El refrán mexicano que dice “todo cabe en un jarrito sabiendo acomodar”, bien se aplica al servicio que se brinca en Urgencias del Hospital General de Ciudad Obregón, donde a falta de espacios, el personal médico se las ingenia para atender a 5 o más pacientes por consultorio al mismo tiempo.
Cada área destinada para la consulta médica mide 5 x 3 metros y lo mismo concentran a un hipertenso, a alguien que adolece de colitis, otro del apéndice, un lesionado de su pierna, a un enfermo de la próstata y uno que otro adolorido… de la espalda.
Mientras toca su turno, algunos enfermos les toca sentarse en las sillas de espera, otros en el lugar para curaciones, algunas veces se utilizan las escalerillas, los más suertudos en un sillón reclinable del doctor y los menos agraciados se quedan de pié.
Eso sí, la gente no desaprovecha la espera, generalmente por horas, para contar sus penas y alegrías al vecino de ocasión o a quien les ponga atención, mientras el trajín de entrar y salir de personas provoca el atropello entre doctores y enfermeras.
Ahí se encontraba don Antonio de la colonia Cajeme, que nació en 1928 en un rancho de la Dura en Tesopaco. Son las 11 de la mañana y ya lleva cuatro horas sentado en espera de los resultados de laboratorio sobre su próstata.
Padece de ceguera que le provocó la diabetes y no está tranquilo a menos que esté agarrado de la andadera que utiliza para caminar, por lo que su hija Gela lo reprende con un “para qué quieres estar agarrado si ya estás sentado”. “Es que me gusta más”, responde con una sonrisa pícara.

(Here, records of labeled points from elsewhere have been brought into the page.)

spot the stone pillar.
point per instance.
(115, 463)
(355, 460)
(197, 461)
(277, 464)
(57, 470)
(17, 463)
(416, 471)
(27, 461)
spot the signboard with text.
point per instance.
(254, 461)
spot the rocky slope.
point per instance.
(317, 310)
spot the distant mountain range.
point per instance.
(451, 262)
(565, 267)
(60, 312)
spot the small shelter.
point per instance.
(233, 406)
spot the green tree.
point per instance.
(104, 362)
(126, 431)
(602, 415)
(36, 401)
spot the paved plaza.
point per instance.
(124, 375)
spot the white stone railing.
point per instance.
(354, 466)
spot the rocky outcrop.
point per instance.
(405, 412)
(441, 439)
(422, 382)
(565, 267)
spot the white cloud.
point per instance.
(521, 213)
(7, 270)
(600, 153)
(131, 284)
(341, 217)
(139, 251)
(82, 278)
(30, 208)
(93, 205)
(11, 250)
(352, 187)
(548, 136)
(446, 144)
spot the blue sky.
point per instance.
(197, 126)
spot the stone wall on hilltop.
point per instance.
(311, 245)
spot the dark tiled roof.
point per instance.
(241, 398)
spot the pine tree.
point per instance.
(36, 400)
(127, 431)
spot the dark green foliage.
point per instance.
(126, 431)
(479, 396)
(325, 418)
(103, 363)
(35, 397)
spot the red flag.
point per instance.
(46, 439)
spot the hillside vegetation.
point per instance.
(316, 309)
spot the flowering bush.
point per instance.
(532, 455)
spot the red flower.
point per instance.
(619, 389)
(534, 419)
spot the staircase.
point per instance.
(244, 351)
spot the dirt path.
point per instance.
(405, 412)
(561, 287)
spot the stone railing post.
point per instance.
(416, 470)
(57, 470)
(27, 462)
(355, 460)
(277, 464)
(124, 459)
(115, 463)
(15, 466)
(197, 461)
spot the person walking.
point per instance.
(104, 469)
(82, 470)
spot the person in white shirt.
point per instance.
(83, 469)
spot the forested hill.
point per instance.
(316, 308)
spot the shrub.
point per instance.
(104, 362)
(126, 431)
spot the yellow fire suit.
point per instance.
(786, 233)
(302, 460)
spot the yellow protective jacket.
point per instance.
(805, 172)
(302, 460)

También estaba Pancho que llegó desde las 4 de la mañana con un terrible dolor de estómago y aunque le han canalizado varios medicamentos el dolor no cede, mientras tanto su mujer anda renovando el Seguro Popular para le puedan hacer los estudios y decidir si lo operan o no.
A la escena de lamentos se integra doña Lupita, de la colonia Libertad y por su expresión parecería que le duele una muela o el oído, pues continuamente se toma la oreja derecha con sus manos. Su rostro de dolor genera compasión entre los presentes, quienes le piden calma.
Según relata, por la mañana recibió una mala noticia sobre los niños que cuida y desde entonces siente un fuerte dolor en su vientre, que pudiera ser colitis, pero además le “zumban” los oídos, que quizás sea la presión, sugieren sus compañeros de consultorio que para mediodía se habían convertido en expertos de la salud.
A esa hora y como buen serreño, don Antonio ya sentía mucha hambre porque además de que andaba en ayunas, según cuenta su señora, siempre ha sido de “muy buen diente”, así que a su hija Gela no le quedó más remedio que salir a buscar alimento, mientras Pancho sustituía sus quejidos por una sonora ronquera.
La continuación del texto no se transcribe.